Nonetheless, he clearly knows what he’s doing. The film was announced today in the international competition section of the International Film Festival Marseille, or FIDM.
There are a host of reasons filmmakers usually start with shorts: the financial stakes are lower. There is more room for error. And a short can be a calling card or a way of raising money: The Climb from Michael Covino was first a 2017 Sundance short, and Jim Cummings’ Thunder Road was a SXSW award-winning-short film.
Davies made his debut with the support from the Omnes Films collective, which he formed with fellow Emerson College alums and other moviemakers from the Boston area.
Omnes Films is able to fund features by shooting on shoestring budgets. “It’s definitely safe to say that many short films made every year have double or triple the budget of our features,” Ham on Rye director and Omnes Films co-founder Tyler Taormina tells MovieMaker. Taormina points to meticulous planning in pre-production from the entire Omnes team as key to successfully producing feature films on a micro-budget.
Ham on Rye was Omnes’ first feature, and went on an extended festival run including Locarno Film Festival, Deauville American Film Festival, and Maryland Film Festival. The film was released by indie distributor Factory 25 last year.
While directing shorts allows filmmakers to learn the craft as well as the ins and outs of navigating a hectic film set, it’s important to note that the storytelling present in a short film is often markedly different than what is possible in a feature film. Short films often employ hyper-efficient, Hemingway-esque storytelling with no throwaway lines or shots. With a longer runtime, a filmmaker can let a narrative breathe.
“I just never had any dreams or ideas that would fit in short form. It was a feature or nothing, really,” says Davies.
Topology of Sirens joins good company in the international competition section of FIDMarseille, with new films from American moviemakers Ted Fendt and Ben Russell. The international competition jury is headed by Filipino moviemaker Lav Diaz, who knows a thing or two about feature films that breathe, with runtimes that are frequently in the four-to-five hour ranges. FIDMarseille also announced a retrospective and masterclass from acclaimed auteur Apichatpong Weerasethakul.

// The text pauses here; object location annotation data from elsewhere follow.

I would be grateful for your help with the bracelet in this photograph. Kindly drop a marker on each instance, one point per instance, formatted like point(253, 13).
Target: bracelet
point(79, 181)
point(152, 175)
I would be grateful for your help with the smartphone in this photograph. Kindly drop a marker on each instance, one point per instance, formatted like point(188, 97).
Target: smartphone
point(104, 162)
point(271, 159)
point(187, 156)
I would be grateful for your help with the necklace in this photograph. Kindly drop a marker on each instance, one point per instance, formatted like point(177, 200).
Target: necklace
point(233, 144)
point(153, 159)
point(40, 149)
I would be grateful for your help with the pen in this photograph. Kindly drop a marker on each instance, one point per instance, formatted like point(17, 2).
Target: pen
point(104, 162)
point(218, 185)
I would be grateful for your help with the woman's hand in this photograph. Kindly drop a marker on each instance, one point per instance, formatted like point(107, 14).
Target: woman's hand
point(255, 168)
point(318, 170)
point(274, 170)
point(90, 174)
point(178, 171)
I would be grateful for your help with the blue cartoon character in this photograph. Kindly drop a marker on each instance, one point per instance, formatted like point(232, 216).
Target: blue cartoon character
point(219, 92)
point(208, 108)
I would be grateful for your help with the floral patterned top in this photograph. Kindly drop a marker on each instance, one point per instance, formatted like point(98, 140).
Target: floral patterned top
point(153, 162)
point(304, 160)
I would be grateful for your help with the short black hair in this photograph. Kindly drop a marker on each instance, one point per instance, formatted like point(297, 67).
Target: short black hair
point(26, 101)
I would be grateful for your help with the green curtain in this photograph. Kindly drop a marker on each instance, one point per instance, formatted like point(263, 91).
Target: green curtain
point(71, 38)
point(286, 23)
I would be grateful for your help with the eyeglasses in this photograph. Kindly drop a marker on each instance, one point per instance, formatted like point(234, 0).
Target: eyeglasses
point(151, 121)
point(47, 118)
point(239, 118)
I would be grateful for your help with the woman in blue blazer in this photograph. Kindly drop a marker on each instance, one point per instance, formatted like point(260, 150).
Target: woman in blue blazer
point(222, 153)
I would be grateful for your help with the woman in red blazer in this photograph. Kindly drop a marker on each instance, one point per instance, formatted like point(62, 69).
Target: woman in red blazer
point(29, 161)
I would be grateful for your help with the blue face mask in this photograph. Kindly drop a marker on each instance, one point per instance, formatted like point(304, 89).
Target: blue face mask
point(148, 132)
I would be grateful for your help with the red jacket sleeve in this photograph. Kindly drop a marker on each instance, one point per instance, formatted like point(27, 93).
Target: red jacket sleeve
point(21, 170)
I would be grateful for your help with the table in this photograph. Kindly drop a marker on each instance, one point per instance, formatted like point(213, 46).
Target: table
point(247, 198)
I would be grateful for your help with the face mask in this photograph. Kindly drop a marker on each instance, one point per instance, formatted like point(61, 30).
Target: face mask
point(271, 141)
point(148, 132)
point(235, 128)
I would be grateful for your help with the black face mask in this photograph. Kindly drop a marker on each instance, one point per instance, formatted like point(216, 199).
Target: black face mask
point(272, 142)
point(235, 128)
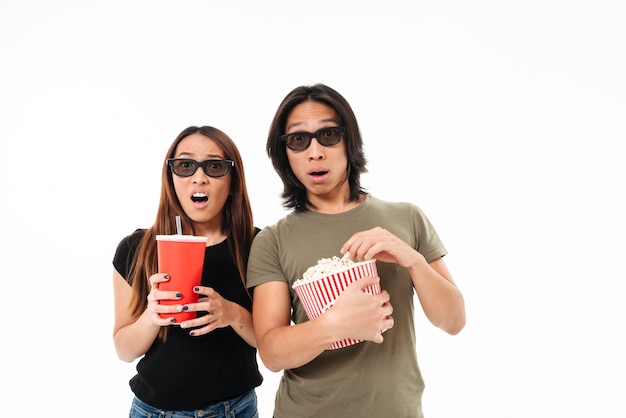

Topology of Sirens follows Cas (moviemaker and film programmer Courtney Stephens), as she investigates the origins of microcassettes she discovers in an old hurdy-gurdy. The supporting cast includes experimental musicians like Sarah Davachi, Whitney Johnson, Micaela Tobin (pictured above), and Ben Boye.
“I asked them basically just to play themselves in the movie,” Davies says. “Courtney was a perfect fit for the role. Being a non-fiction filmmaker herself, she was in a great position to coax conversation out of non-professional actors onscreen.”
Topology of Sirens also has an unexpected influence outside of music. “Almost every single aspect in the movie, from the story down to the props, was conceived of in terms of its relation to classic point-and-click adventure games like The Secret of Monkey Island and Myst,” Davies says.
Watch the Topology of Sirens teaser premiere below and check out the full FIDMarseille lineup here.
FIDMarseille runs from July 19 – 25.
Main image (above): Micaela Tobin on the set of Topology of Sirens, directed by Jonathan Davies. Photo by Brandon Lavoie.
Omnes Films is currently in development on their third feature, Eephus, a meditative baseball film, directed by Carson Lund, who served as the cinematographer for both Ham on Rye and Topology of Sirens.